On Mon, Dec 26, 2016 at 01:48:40PM +0100, Michal Hocko wrote:
> On Fri 23-12-16 23:26:00, Nils Holland wrote:
> > On Fri, Dec 23, 2016 at 03:47:39PM +0100, Michal Hocko wrote:
> > >
> > > Nils, even though this is still highly experimental, could you give it a
> > > try please?
> >
> > Yes, no problem! So I kept the very first patch you sent but had to
> > revert the latest version of the debugging patch (the one in
> > which you added the "mm_vmscan_inactive_list_is_low" event) because
> > otherwise the patch you just sent wouldn't apply. Then I rebooted with
> > memory cgroups enabled again, and the first thing that strikes the eye
> > is that I get this during boot:
> >
> > [ 1.568174] ------------[ cut here ]------------
> > [ 1.568327] WARNING: CPU: 0 PID: 1 at mm/memcontrol.c:1032 mem_cgroup_update_lru_size+0x118/0x130
> > [ 1.568543] mem_cgroup_update_lru_size(f4406400, 2, 1): lru_size 0 but not empty
>
> Ohh, I can see what is wrong! a) there is a bug in the accounting in
> my patch (I double account) and b) the detection for the empty list
> cannot work after my change because per node zone will not match per
> zone statistics. The updated patch is below. So I hope my brain already
> works after it's been mostly off last few days...

I tried the updated patch, and I can confirm that the warning during
boot is gone. Also, I've tried my ordinary procedure to reproduce my
testcase, and I can say that a kernel with this new patch also works
fine and doesn't produce OOMs or similar issues.

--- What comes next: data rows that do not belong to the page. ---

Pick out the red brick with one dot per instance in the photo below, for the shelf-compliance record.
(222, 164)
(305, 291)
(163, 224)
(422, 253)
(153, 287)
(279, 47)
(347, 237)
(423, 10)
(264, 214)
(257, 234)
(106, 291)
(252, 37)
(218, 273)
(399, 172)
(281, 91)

I had the previous version of the patch in use on a machine non-stop
for the last few days during normal day-to-day workloads and didn't
notice any issues. Now I'll keep a machine running during the next few
days with this patch, and in case I notice something that doesn't look
normal, I'll of course report back!

Greetings
Nils